Les autres se sont alliées au terrorisme religieux. Une troisième branche perpétue la tradition : drogue, trafic d'armes et de chair. Et voici : une branche dissidente a monté une transnationale prospère fondée sur les nouvelles technologies de l'information : "delusion", "deception", intelligence économique, chantage et viol des fichiers les plus secrets, sabotage et détournements de données. C'est de loin la plus rentable des centrales mafieuses, sans aucun des inconvénients de ce type d'organisation. Pas d'inquisition ni de massacres, tout se fait dans la discrétion et les victimes se gardent bien de se plaindre de leur sort.

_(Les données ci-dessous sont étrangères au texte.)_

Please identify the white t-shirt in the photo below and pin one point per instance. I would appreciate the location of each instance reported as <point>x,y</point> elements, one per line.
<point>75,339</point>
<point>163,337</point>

- Vous ne m'avez pas fait perdre mon temps pour me conter ce qui est de notoriété publique, l'interrompit le suédois, visiblement agacé. Voudriez-vous me recruter pour une organisation criminelle? Au fond pourquoi pas? Mes ancêtres durent leur gloire à quelques actes de brigandages réussis.
- Ne badinons pas avec les choses sérieuses, rétorqua le secrétaire particuler, qui ne parut pas offusqué de la sortie du jeune homme. Je pense simplement à une sart up que vous pourriez développer et contrôler, et dont la possession pourrait vous permettre d'atteindre vos objectifs les plus ambitieux.
- Et, bien sûr, cela passe par l'acquisition d'un brevet, et ce brevet est enfermé dans le coffret que j'ai aperçu à Juan-les-pins. C'était donc cela.
Le blond s'exprimait sur un ton railleur mais ses yeux étaient attentifs.
- Oui, c'est cela : il s'agit bien d'une ensemble de brevets encryptés dans ce coffret.
-En quoi réside l'avantage stratégique d'une telle acquisition? Car il va me falloir marchander je suppose... Je m'attends....
- Vous ne vous attendez à rien, vous ne savez rien, et vous ne pouvez rien. Vous n'êtes qu'un analphabète stupide et prétentieux. Je ne pense pas qu'il soit opportun que vous rencontriez le Maître.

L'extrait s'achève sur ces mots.